In this chart, blue shows the number of letters that survive (N = 1), red the number of letters that are mentioned in other surviving sources, but which don’t survive (N = 29). Based on the surviving letters, there is no trend. Based on the number of letters reconstructed from intertextual references, there was a continuous correspondence over this whole period.

I hope I haven’t given the impression with this blog post that I’m somehow criticizing Dickieson’s exploration of Lewis’s letters. On the contrary, I found his blog post fascinating, and I have in the past made similar graphs when trying to make sense of correspondences (as the last graph shows). I just wanted to raise some quite basic questions regarding the assumptions we make when using quantitative methods to make sense of data that we usually explore and study qualitatively.

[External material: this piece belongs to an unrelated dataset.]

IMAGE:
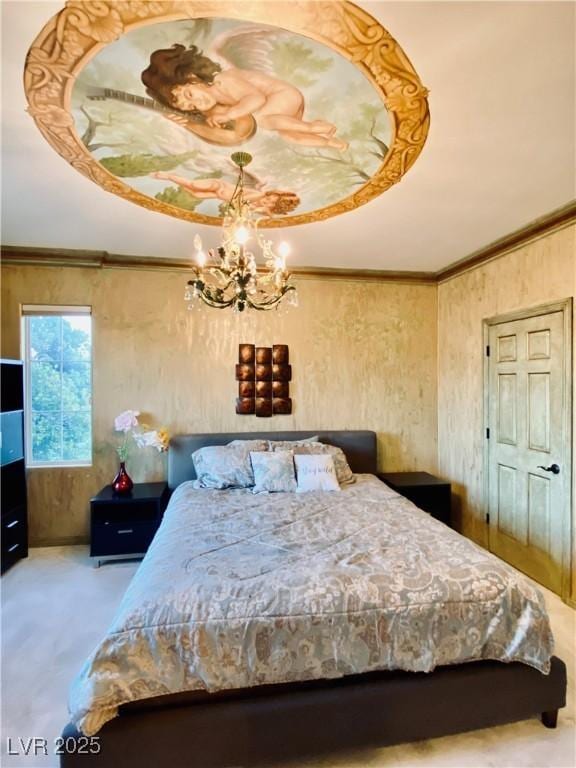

[This post didn’t quite go where I thought it would, but it’s too long to rewrite. I’m not sure it’s particularly interesting, either, but I hope to remedy that anon with a post about dates (the calendar, not the fruit) in Early Modern letters.]

**Notes**

1. This feels quite obvious if we think about general human lifespans, too: the longer you live, the more people you meet => the more communication events are likely to follow. And this reminds me of an article in *Science* (Malmgren et al, “On universality in human correspondence activity”, *Science* 325 (1696), 2009) in which, through some serious number-crunching, the authors discovered that i) the amount of letters a person writes increases over their lifespan, ii) letter-writing is a correspondence event (when you receive a letter, you are likely to write a reply), and iii) letter-writing times correlate with the hours the writer is awake. My summary here is probably partly wrong, and certainly rather dismissive, and I have no idea about the calculations involved which I expect are the real beef of the article, but there are two points to make from their article, both of which are relevant to my present discussion: (1) number-crunching doesn’t necessarily tell you anything new; and (2) you can only get out what you put in, aka. what, *exactly*, are you counting? (Actually there’s also a third: (3) the humanities and sciences are interested in different things, ask different questions, take into account different contexts, etc etc. But let’s not go there today).

2. And I have to take this opportunity to ~~boast~~ confess that I’ve edited one previously unpublished letter myself: see Alaric Hall & Samuli Kaislaniemi (2013), “‘You tempt me grievously to a mythological essay’: J. R. R. Tolkien’s correspondence with Arthur Ransome”, in *Ex Philologia Lux: Essays in Honour of Leena Kahlas-Tarkka* ed. by Jukka Tyrkkö, Olga Timofeeva & Maria Salenius. [*Mémoires de la Société Néophilologique* XC]. Helsinki: Société Néophilologique. pp. 261-280. Link to pdf.